Friday, September 14, 2012

We Get Out - Amanda Palmer at 9:30 Club

I have, as usual, some catching up to do.
For those of you who might care to see some of the recent "pro" work (considering what I'm paid, that's hard to type without a fit of laughter), here are the last two concert preview pieces for
Last week, with Sondre Lerche, Bob Mould, Mission of Burma, etc.
This week, with Richard Thompson, Amanda Palmer and DeVotchKa

Alas, I didn't get out to any of last week's shows, but was able to catch two this week.
The first, on Wednesday night, was Amanda Palmer whom I've seen before but who exceeded my expectations with some thrilling bits of stage craft and a crackin' band.

I'm preparing an examiner review and photo gallery for that show, as well as a WhatchaGonnaPlay page, thanks to the lovely female roadie/assistant who passed me AFP's own set list. Those will go up as soon as I've prepared the photos and written the text, but here's a teaser...

The other show I saw was last night - DeVotchKa, plus Clare and the Reasons at Sixth & I Synagogue.
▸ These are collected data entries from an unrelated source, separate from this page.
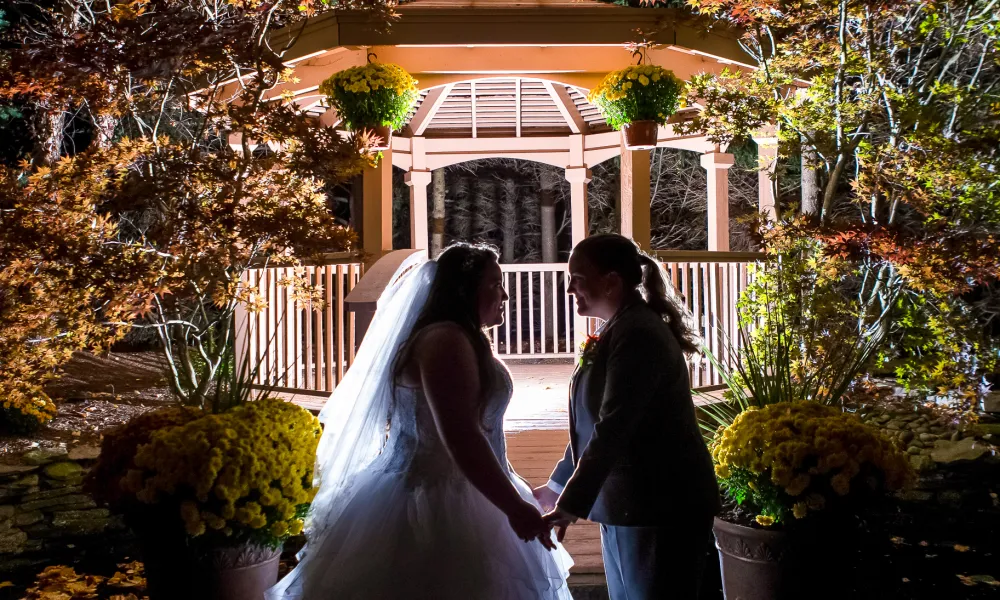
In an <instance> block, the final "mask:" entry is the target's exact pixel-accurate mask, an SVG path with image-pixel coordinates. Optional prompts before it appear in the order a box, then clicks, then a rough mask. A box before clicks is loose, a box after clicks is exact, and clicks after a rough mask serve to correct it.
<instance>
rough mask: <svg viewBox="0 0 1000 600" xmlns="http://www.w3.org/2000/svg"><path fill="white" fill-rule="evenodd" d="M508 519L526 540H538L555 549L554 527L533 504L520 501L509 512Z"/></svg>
mask: <svg viewBox="0 0 1000 600" xmlns="http://www.w3.org/2000/svg"><path fill="white" fill-rule="evenodd" d="M507 520H508V521H510V526H511V528H512V529H513V530H514V533H516V534H517V537H519V538H521V539H522V540H524V541H525V542H530V541H532V540H536V539H537V540H538V541H539V542H541V543H542V545H543V546H545V547H546V548H548V549H549V550H555V548H556V545H555V542H553V541H552V528H551V527H550V526H549V525H548V524H547V523H546V522H545V520H544V519H542V515H541V514H540V513H539V512H538V509H537V508H535V507H534V506H533V505H532V504H530V503H528V502H524V501H522V502H520V503H519V504H518V505H516V506H514V507H513V508H512V509H511V510H510V511H509V512H508V513H507Z"/></svg>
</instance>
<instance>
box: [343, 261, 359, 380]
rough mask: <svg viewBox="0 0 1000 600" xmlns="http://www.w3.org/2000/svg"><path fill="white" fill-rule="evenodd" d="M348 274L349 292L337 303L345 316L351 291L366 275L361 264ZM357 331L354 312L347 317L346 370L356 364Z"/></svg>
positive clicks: (349, 269) (347, 272) (356, 263)
mask: <svg viewBox="0 0 1000 600" xmlns="http://www.w3.org/2000/svg"><path fill="white" fill-rule="evenodd" d="M347 273H348V282H347V292H345V293H343V294H340V295H339V296H338V297H337V303H338V305H339V306H340V314H344V311H345V310H346V305H345V304H344V300H345V299H346V298H347V294H349V293H350V292H351V290H353V289H354V286H356V285H358V282H360V281H361V276H362V275H364V267H363V266H362V265H361V264H360V263H351V264H350V266H348V268H347ZM357 331H358V330H357V323H356V322H355V315H354V313H353V312H352V313H349V314H348V315H347V332H348V333H347V365H346V366H345V369H346V368H349V367H350V366H351V365H352V364H354V353H355V351H356V350H357V347H358V340H357V337H356V336H357ZM337 383H340V381H339V380H338V381H337Z"/></svg>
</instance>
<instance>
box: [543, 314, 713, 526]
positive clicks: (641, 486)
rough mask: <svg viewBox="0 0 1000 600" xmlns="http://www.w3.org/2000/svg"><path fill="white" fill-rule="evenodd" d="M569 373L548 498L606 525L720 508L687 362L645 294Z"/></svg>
mask: <svg viewBox="0 0 1000 600" xmlns="http://www.w3.org/2000/svg"><path fill="white" fill-rule="evenodd" d="M580 375H581V373H580V369H578V370H577V373H576V374H575V375H574V382H573V383H574V385H572V386H571V390H572V391H571V398H570V427H571V429H572V433H571V435H570V444H569V446H568V447H567V448H566V456H565V458H564V459H563V460H562V461H561V462H560V463H559V465H558V466H557V467H556V470H555V472H553V474H552V481H553V482H555V483H557V484H559V485H564V486H565V488H564V490H563V492H562V495H561V496H560V498H559V502H558V506H559V507H560V508H562V509H563V510H565V511H567V512H569V513H570V514H572V515H575V516H577V517H581V518H587V519H589V520H591V521H595V522H598V523H602V524H605V525H612V526H626V527H655V526H663V525H668V524H669V523H671V522H676V521H677V519H687V518H689V517H692V516H702V515H714V514H717V513H718V512H719V510H720V508H721V506H720V499H719V488H718V484H717V483H716V480H715V471H714V468H713V466H712V459H711V455H710V454H709V452H708V449H707V448H706V447H705V442H704V441H703V440H702V437H701V433H700V432H699V430H698V423H697V420H696V417H695V412H694V402H693V401H692V399H691V386H690V383H689V380H688V369H687V364H686V363H685V360H684V355H683V353H682V351H681V349H680V345H679V344H678V342H677V339H676V338H675V337H674V335H673V333H672V332H671V331H670V328H669V326H668V325H667V324H666V323H665V322H664V321H663V319H662V318H661V317H660V316H659V315H658V314H656V313H655V312H653V310H651V309H650V308H649V307H648V306H646V304H645V303H642V302H640V303H637V304H635V305H633V306H631V307H629V308H626V309H625V312H623V313H621V314H620V315H619V316H618V318H617V319H616V320H615V322H614V323H612V324H611V325H610V327H608V329H607V330H606V331H605V332H604V333H603V334H602V335H601V337H600V340H599V341H598V342H597V348H596V352H595V356H594V359H593V363H592V364H591V365H590V366H588V367H587V368H586V373H585V377H584V378H583V380H582V382H583V385H576V384H578V383H580V382H581V378H580Z"/></svg>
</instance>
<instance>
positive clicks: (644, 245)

I was invited to attend by Clare's people and knew I probably wouldn't be able to see the headliner's full set since I needed to meet up with Hubby in the 9-to-10 hour.
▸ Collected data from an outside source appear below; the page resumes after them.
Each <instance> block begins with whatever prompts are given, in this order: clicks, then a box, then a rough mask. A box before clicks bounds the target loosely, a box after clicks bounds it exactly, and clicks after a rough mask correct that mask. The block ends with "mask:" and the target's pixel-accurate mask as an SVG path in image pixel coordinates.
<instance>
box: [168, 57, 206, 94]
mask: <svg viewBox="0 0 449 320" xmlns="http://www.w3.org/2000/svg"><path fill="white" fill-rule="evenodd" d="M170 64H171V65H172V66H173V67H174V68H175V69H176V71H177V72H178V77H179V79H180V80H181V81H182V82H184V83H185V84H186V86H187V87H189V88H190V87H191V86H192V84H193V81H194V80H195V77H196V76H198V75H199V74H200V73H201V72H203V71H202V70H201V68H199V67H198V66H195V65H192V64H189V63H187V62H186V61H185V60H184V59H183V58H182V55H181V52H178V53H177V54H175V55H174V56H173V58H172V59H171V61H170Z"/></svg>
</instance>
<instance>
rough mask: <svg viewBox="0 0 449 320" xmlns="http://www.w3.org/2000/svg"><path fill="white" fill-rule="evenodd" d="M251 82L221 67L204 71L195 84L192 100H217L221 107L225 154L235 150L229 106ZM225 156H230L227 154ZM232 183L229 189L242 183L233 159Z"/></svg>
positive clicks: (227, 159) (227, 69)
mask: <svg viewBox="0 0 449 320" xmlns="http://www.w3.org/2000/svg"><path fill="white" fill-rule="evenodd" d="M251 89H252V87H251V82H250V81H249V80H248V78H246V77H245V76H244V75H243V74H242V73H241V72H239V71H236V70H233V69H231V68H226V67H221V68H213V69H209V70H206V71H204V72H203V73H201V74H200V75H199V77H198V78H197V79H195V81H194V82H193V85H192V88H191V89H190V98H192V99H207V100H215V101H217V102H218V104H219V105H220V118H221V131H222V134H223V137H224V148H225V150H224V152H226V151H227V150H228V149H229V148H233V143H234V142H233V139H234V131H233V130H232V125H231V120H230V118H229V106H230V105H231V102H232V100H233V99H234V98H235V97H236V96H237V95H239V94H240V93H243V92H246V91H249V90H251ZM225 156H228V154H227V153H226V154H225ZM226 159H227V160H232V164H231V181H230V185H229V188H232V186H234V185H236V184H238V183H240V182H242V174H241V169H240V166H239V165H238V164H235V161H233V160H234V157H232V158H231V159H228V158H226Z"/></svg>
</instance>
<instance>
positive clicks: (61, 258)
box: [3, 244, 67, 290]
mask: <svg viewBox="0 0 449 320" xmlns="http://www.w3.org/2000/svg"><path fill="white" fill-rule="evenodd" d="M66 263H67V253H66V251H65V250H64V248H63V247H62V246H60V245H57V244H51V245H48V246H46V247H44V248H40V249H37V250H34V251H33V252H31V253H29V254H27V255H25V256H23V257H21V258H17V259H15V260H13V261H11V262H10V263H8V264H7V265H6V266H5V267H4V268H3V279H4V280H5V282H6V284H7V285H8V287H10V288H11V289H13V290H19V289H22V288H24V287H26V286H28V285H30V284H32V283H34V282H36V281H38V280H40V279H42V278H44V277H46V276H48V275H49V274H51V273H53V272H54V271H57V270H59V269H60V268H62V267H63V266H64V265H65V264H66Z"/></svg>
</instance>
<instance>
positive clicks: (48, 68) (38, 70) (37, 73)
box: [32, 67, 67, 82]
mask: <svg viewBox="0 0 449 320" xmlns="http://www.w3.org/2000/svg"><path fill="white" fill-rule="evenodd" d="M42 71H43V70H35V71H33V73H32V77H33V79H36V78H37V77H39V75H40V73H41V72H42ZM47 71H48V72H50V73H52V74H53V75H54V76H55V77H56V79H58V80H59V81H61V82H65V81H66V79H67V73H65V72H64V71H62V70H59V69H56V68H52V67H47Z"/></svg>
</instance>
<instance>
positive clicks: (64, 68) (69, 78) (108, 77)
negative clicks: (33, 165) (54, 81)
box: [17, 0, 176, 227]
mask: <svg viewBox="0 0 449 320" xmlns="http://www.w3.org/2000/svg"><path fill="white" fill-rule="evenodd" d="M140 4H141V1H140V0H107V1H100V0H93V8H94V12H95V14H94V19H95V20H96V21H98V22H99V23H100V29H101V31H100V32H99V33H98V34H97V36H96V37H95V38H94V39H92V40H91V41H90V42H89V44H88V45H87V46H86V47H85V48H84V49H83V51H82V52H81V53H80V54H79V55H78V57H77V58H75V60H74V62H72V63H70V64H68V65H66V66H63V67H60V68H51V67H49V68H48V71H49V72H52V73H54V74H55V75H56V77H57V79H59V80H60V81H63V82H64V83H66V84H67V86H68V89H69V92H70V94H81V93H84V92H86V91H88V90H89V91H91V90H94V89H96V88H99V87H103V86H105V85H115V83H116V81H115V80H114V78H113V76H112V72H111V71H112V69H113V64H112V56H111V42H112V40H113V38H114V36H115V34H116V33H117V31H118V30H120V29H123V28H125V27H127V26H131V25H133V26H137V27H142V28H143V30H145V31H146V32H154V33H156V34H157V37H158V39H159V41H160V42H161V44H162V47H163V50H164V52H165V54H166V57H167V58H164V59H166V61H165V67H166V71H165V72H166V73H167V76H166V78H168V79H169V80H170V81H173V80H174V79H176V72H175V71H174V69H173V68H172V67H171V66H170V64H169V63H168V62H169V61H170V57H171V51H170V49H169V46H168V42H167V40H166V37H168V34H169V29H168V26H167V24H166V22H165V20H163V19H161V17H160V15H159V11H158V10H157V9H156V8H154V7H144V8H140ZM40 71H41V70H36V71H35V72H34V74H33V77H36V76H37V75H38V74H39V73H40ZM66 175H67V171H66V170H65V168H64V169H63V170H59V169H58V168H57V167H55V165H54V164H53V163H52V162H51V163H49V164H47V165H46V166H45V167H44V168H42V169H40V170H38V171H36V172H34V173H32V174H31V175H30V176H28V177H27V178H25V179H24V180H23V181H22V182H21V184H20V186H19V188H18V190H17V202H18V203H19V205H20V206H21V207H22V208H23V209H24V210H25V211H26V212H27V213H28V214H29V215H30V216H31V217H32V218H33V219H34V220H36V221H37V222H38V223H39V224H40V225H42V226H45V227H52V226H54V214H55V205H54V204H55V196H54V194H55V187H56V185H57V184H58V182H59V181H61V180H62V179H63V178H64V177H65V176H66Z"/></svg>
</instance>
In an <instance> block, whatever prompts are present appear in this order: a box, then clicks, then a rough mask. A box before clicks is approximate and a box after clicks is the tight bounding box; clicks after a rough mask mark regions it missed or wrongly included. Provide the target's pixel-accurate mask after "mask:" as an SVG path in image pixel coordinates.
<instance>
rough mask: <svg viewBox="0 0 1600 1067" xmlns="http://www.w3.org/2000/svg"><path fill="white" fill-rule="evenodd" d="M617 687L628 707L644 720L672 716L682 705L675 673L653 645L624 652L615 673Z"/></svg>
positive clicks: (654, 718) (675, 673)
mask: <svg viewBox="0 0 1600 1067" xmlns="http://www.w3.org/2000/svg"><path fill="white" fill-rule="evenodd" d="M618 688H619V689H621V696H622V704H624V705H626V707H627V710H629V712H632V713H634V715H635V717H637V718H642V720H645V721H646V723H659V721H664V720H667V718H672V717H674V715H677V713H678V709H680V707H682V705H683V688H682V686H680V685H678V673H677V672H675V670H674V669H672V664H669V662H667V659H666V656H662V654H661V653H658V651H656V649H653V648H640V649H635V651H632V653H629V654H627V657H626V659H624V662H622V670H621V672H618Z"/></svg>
 I didn't have the SLR with me, so I popped off some shots with my point-and-shoot, a task made difficult by the shadow-heavy mood lighting for Clare and the Reasons' set. The band had a nice sound for the sacred space - lots of harmony oohs and ahhhs and gentle, mid-tempo rhythms. There wasn't as much variety to the sound as I would have liked and the pretty sometime bordered on precious. At one point, the keyboard player hit a riff that had some distortion to it and I thought, "ah, that's better" and then, a few moments later, at the same point in the verse, it was gone and I realized the riff was a technical glitch. The band could have used more of that frisson.
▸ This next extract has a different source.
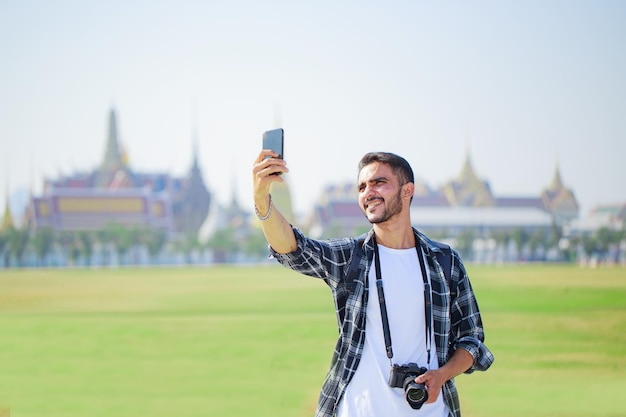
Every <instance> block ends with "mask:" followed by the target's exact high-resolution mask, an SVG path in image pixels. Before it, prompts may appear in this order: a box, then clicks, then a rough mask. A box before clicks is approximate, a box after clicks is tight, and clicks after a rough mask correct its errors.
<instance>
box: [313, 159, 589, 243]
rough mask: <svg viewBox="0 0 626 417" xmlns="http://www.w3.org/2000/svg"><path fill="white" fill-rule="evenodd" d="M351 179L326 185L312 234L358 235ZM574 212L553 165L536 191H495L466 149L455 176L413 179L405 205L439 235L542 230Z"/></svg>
mask: <svg viewBox="0 0 626 417" xmlns="http://www.w3.org/2000/svg"><path fill="white" fill-rule="evenodd" d="M357 198H358V196H357V190H356V186H355V184H349V185H341V186H332V187H328V188H327V189H326V190H325V191H324V193H323V195H322V198H321V199H320V202H319V204H318V205H317V206H316V207H315V209H314V212H313V214H312V216H311V217H310V219H309V221H308V227H309V230H310V232H311V234H312V235H314V236H324V237H333V236H346V235H351V236H354V235H358V234H360V233H362V232H364V231H366V230H369V228H370V227H371V226H370V224H369V223H368V221H367V220H366V219H365V217H364V215H363V213H362V212H361V209H360V207H359V206H358V203H357ZM578 216H579V205H578V202H577V201H576V197H575V195H574V192H573V191H572V190H571V189H569V188H567V187H566V186H565V185H564V183H563V181H562V179H561V173H560V170H559V167H558V166H557V167H556V168H555V172H554V176H553V178H552V181H551V182H550V184H549V185H548V186H547V187H546V188H545V189H544V190H543V191H541V192H539V193H538V194H537V195H536V196H514V197H504V196H497V195H494V193H493V192H492V190H491V186H490V184H489V182H488V181H486V180H483V179H480V178H479V177H478V175H476V172H475V170H474V167H473V165H472V162H471V158H470V156H469V152H467V154H466V157H465V161H464V163H463V166H462V167H461V170H460V172H459V174H458V175H457V177H456V178H454V179H452V180H450V181H448V182H446V183H445V184H444V185H443V186H441V187H440V188H438V189H436V190H434V189H432V188H430V187H429V186H428V184H426V183H425V182H424V181H421V180H419V179H416V180H415V194H414V197H413V202H412V204H411V218H412V221H413V224H414V226H416V227H417V228H419V229H420V230H423V231H425V232H428V233H435V234H437V235H439V236H457V235H458V234H460V233H462V232H463V231H465V230H468V229H471V230H473V231H475V232H478V235H479V236H480V235H481V234H488V233H490V232H494V231H511V230H514V229H523V230H525V231H527V232H531V233H532V232H533V231H535V230H536V229H545V230H546V231H547V230H549V229H550V227H552V225H553V224H557V225H567V224H569V223H570V222H572V221H573V220H574V219H576V218H577V217H578Z"/></svg>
As for DeVotchKa, I would have liked to have heard more than the half dozen songs I was able to catch. Band leader Nick Urata is obviously an ambitious musical thinker, taking the stage with a full string section and, occasionally, a sousaphone (I thought it was a tuba, but was corrected by a smart friend).
 Urata cuts a cool, romantic figure on stage, looking a bit like a mid-European George Clooney, and was in full emotive voice.
One thing was missing for me, however,  at least in the portion of the show I saw. The last time I saw DeVotchKa perform, three summers ago, the band opened for David Byrne and was more of a band, with a bit of a rag-tag spirit as the members jumped around and traded instruments with a gypsy punk spirit. Here, tethered to his string charts, Urata worked on some big dramatic moments, but that anything-might-happen element was gone.
 (when I popped into the stairwell to check on Hubby, I was in the storage space for instruments)
                (like cowbell, you can't have too much sousaphone, so here's another angle)
So, having to leave at a point that I'm guessing was less than halfway through the show (I snapped the above photo on the way out), I'd like to think that there was a point where Urata thanked the fine string section and sent them on their way so that he could get down and playful with the band.

Excuse me now, I need to get back to those Amanda Palmer photos. I got some that I'm very happy with, so please check into the set list site over the weekend. Hope it's a happy one!